Submitted by: Atkins

Owner: Colorado Dept. of Transportation

Lead Design Firm: WSP USA Inc.

General Contractor: Kiewit Infrastructure

Owner’s Representative: Atkins North America

Construction Manager: RS&H

At $1.3 billion, Central 70 is Colorado’s largest highway infrastructure project in state history. Made possible through a public-private partnership, the project rebuilt 10 miles of Interstate 70, added an express lane in each direction, removed a 50-year-old viaduct and lowered the interstate below grade between Brighton and Colorado boulevards.

I-70, the major east-west artery for the Denver area, connects downtown and the airport and sees 200,000 vehicles per day. The project crossed several environmental justice communities and two Superfund sites, along with mixed industrial and residential areas north of downtown Denver.
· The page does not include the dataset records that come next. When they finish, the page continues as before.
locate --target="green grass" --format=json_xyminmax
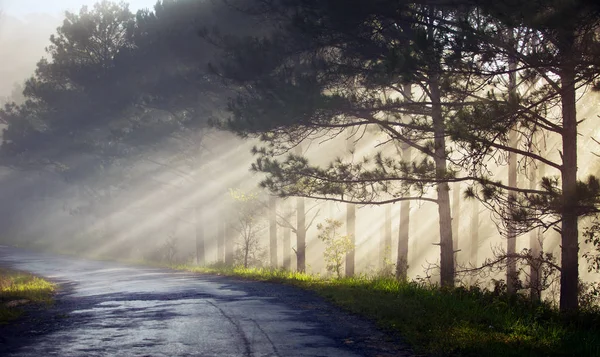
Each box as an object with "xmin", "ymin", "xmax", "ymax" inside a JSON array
[
  {"xmin": 0, "ymin": 269, "xmax": 55, "ymax": 324},
  {"xmin": 173, "ymin": 265, "xmax": 600, "ymax": 356}
]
Completed within budget and on schedule in February 2023, the project’s scope included numerous mitigations, from remodeling of a neighborhood school to a $2-million contribution to an affordable housing fund and construction of a four-acre park over a portion of the lowered section of I-70. The effort also required a complex phasing approach to limit impacts to the traveling public and the surrounding neighborhood and businesses.

Colorado Dept. of Transportation Central 70

Photo courtesy Atkins

One of the most difficult parts of the project involved lowering the interstate approximately 60 ft immediately adjacent to the existing I-70 viaduct—which had one of the lowest bridge ratings in the state—while also maintaining local connectivity between the residential neighborhoods on either side. The team built new bridges at grade under the existing viaduct, utilizing low overhead clearance equipment while avoiding the viaduct’s existing foundations. Once the new bridges were in place, excavation began on I-70’s future westbound lanes. When finished, the westbound lanes took over all traffic from the viaduct—using a temporary head-to-head configuration on the new pavement—and demolition proceeded on the viaduct. Then, excavation and construction began on the new eastbound lanes where the viaduct once stood.

Crews also had to maintain operations for three different railroads, including a bridge immediately adjacent to the busiest railroad yard in the Denver metro area. This work required complex construction and phasing to complete the new structures while accommodating up to 25 train crossings per day.